I’ve read some things lately, which have put me in the mind to drink more French wines.
The first item that stirred my interest was Craig Camp’s column on French wines. He touts the quality of French wines in the value category and has some harsh words for New World producers.
I used to drink primarily French wines, particularly inexpensive Rhone wines and wines from the Southwest and Languedoc. However, lately I’ve been drinking much more from Spain, South America and Australia. That’s where I felt my wine dollars were best spent.
White Burgundies have always been some of my favorite French wines, particularly the wines of Mâcon. There are several Macon-Villages that I think are some of the best values in chardonnay.
The other night I opened a bottle of Dominique Cornin Mâcon-Chaintre 2004. Chaintre is one of the villages of Mâcon, and Dominique is a newer, but highly respected producer.
This wine was a little more upfront with the fruit than I’m used to, but it had the elegance and style that I’m used to from Mâcon. The lack of oak influence makes chardonnay really shine. For my money, it’s one of the best expressions of chardonnay in the world.
The Cornin has a lovely bouquet of apples and pears; its flavor is more of the apple and peach with a lean, stylish feel and a creamy, honeyed finish. This is really tasty stuff. It was around $16 a bottle, which is a little more than I would usually spend on a Mâcon, but it was well worth it.
My other French discovery was of an A.O.C. that I was totally ignorant of—Cabardès.
"The western-most vineyard of the Languedoc-Roussillon and the eastern-most of the south-west, the dry stony soil and growing environment are ideal for low yield, top quality wine production. Cabardès is the only Languedoc A.O.C. to blend in equal proportions Bordeaux grape varieties (Cabernet and Merlot) with those of the Rhone (Syrah and Grenache)."
Never heard of it.
My education in French wines hit a plateau some years back and I haven’t been aggressive about moving it to a higher level. The other day I ran across something in a wine store that looked interesting, so I gave it a try.

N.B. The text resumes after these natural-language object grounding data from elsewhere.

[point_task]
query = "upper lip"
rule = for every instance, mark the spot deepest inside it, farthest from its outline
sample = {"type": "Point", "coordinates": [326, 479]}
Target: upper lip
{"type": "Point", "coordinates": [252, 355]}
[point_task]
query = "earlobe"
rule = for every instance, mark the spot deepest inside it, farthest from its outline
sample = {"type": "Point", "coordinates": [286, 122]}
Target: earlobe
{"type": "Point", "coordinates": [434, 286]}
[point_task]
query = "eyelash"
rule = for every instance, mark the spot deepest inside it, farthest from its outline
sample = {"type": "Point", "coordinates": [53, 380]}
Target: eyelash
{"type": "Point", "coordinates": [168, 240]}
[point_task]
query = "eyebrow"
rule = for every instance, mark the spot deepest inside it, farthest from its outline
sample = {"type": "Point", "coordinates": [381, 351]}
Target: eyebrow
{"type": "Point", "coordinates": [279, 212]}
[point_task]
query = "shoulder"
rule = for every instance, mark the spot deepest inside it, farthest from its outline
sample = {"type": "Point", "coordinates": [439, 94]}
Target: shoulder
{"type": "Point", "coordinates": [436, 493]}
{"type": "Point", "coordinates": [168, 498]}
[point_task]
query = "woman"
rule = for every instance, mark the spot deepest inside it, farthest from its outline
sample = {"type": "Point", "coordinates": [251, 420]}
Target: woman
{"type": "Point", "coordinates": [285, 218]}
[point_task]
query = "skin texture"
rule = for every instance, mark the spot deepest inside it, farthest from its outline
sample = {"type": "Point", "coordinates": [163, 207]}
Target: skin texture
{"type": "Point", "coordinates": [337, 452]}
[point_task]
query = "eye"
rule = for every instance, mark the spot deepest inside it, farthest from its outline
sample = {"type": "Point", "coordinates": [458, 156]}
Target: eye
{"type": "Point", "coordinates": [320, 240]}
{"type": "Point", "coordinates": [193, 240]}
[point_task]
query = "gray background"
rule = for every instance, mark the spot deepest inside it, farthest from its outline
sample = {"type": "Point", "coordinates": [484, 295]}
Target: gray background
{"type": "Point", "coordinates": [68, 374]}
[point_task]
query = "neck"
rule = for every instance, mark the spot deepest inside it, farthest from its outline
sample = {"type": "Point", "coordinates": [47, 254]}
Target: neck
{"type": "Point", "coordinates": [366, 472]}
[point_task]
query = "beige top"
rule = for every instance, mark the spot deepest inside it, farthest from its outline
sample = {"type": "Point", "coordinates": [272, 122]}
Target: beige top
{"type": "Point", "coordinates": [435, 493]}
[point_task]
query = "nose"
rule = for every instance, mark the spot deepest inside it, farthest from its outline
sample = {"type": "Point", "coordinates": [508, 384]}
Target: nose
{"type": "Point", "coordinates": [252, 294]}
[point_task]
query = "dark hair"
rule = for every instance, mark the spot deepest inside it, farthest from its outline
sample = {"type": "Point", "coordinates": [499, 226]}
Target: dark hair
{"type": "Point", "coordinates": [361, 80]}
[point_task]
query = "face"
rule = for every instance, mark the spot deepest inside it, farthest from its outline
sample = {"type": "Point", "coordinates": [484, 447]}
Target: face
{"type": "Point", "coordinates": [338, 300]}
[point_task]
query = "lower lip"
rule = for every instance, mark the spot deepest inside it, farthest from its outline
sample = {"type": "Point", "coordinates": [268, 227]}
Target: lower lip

It was Château de Pennautier A.O.C. Cabardès 2004.
The combination of Rhone and Bordeaux varietals makes for an interesting mix. The Pennautier is dark and silky with great black fruit, soft tannins, spice and a long, caressing finish. For $11, it was a smashing find, and I’ll bet it can be had for less elsewhere.
The blend on this wine is 10% cabernet franc, 25% cabernet sauvignon, 20% merlot, 15% cot (also known as malbec) and 30% syrah. With such an interesting mix of grapes to blend with, I am very excited about trying more wines from this region.
The other interesting article I read was in the European edition of Time Magazine. It discusses the French wine glut and how the French are handling (or not handling) the changing global wine market. Interesting stuff.